The interior of a static Schwarzschild metric can be written in terms of two functions, similar to some models of anisotropic cosmology. With a suitable choice of canonical variables, we solve the Wheeler-DeWitt equation (WDW) inside the horizon of a Schwarzschild black hole. By imposing classicality near the horizon, and requiring boundedness of the wave function, we get a rather generic solution of the WDW equation, whose steepest-descent solution, i.e., the ridge of the wave function, coincides nicely with the classical trajectory.
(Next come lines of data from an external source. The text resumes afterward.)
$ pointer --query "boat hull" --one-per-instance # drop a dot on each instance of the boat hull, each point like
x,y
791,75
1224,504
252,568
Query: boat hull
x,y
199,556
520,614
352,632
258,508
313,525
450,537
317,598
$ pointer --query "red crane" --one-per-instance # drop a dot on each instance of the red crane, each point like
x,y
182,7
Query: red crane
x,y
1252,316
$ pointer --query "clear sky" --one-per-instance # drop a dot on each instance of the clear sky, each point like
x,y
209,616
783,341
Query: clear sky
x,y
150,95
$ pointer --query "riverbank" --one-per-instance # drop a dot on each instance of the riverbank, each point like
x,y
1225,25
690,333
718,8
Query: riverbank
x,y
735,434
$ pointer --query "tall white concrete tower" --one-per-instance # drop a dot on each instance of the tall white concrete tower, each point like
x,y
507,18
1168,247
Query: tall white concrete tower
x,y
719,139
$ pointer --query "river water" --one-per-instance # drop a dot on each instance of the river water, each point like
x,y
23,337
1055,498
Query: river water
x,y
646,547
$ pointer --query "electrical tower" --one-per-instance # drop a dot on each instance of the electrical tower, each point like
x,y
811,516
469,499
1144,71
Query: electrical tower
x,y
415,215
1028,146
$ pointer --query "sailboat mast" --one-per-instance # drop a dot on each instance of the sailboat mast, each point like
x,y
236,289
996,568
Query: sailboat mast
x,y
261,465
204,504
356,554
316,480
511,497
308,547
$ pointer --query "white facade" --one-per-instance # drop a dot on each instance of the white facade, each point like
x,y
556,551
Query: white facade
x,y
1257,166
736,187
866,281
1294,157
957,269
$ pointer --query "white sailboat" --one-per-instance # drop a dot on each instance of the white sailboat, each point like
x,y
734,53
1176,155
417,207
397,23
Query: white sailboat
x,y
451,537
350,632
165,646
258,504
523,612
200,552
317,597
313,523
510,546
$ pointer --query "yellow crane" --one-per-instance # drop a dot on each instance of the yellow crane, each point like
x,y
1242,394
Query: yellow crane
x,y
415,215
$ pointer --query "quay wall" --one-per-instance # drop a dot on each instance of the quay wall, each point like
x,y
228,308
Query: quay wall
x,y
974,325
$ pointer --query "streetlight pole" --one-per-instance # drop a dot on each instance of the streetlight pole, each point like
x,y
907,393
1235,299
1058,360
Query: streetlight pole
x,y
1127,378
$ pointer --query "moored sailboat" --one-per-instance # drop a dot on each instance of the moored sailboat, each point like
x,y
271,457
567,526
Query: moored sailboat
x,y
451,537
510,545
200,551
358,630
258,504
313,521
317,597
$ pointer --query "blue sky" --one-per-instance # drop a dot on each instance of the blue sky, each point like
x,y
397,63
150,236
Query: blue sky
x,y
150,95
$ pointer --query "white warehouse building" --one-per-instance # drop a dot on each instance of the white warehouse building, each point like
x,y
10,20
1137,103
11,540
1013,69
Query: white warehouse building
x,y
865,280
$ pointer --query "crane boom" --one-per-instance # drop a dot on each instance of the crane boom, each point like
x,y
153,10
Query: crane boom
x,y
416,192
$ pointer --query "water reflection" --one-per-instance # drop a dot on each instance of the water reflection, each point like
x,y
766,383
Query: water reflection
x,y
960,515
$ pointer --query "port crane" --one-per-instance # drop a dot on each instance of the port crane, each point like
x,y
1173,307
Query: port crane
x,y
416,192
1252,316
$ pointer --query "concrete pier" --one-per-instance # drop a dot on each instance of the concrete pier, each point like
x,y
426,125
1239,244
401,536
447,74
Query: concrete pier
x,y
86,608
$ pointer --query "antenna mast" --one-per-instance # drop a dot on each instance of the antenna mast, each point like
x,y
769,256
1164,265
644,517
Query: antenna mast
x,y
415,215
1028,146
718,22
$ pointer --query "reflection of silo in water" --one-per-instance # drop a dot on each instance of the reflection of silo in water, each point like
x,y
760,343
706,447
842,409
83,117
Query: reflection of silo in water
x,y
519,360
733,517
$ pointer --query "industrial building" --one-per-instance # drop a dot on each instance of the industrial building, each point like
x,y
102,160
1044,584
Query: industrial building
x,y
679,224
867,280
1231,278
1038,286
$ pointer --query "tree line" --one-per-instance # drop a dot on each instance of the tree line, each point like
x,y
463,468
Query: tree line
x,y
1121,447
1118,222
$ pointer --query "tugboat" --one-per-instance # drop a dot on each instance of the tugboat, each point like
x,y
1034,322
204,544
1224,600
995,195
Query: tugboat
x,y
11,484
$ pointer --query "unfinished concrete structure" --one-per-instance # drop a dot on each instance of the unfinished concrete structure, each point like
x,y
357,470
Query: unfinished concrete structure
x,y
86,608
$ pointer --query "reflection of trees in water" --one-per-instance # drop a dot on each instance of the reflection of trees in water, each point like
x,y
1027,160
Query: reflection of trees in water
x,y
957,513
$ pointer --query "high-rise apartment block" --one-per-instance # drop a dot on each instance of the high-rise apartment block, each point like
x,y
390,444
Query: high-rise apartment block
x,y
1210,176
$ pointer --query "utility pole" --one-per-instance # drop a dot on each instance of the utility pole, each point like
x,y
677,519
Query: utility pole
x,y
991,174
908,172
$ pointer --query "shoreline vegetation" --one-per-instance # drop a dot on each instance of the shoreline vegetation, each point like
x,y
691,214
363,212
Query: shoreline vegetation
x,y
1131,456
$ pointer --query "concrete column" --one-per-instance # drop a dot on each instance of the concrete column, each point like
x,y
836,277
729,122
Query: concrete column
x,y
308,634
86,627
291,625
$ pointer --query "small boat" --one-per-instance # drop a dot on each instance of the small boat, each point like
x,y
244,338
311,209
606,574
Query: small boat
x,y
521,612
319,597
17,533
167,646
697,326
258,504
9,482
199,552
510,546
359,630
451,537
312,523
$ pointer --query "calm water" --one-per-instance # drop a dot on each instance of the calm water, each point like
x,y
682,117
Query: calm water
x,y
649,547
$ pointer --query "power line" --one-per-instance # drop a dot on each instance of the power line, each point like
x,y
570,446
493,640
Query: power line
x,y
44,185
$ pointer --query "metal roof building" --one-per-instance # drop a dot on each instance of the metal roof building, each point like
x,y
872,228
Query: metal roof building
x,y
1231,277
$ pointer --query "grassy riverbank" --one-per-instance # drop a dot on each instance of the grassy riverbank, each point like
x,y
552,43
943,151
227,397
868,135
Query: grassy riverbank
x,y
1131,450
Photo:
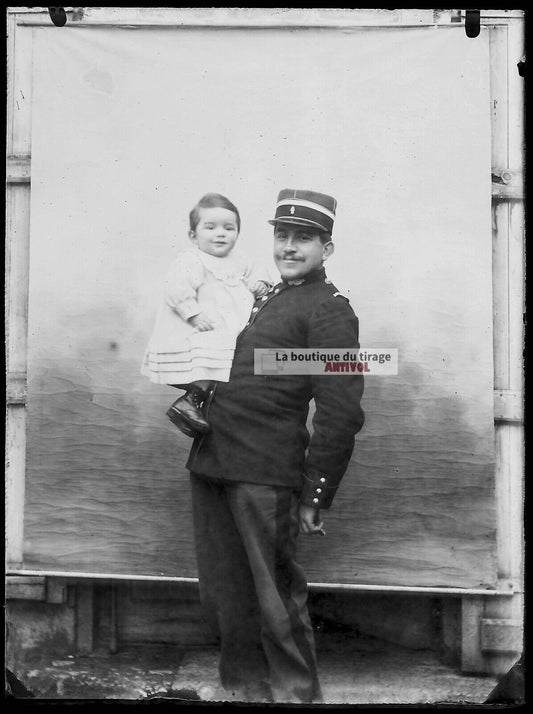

However, there is an ambiguity in defining the arrow of time which leads to two possible interpretations - (i) if there is only one arrow of time, one can infer that the steepest-descent of the wave function follows the classical trajectory throughout: coming from the event horizon and going all the way down to the singularity, while (ii) if there are two different arrows of time in two separate regimes, it can be inferred that the steepest-descent of the wave function comes inwards from the event horizon in one region while it moves outwards from the singularity in the other region, and there exists an annihilation process of these two parts of the wave function inside the horizon. Adopting the second interpretation could shed light on the information loss paradox: as time goes on, probabilities for histories that include black holes and singularities decay to zero and eventually only trivial geometries dominate.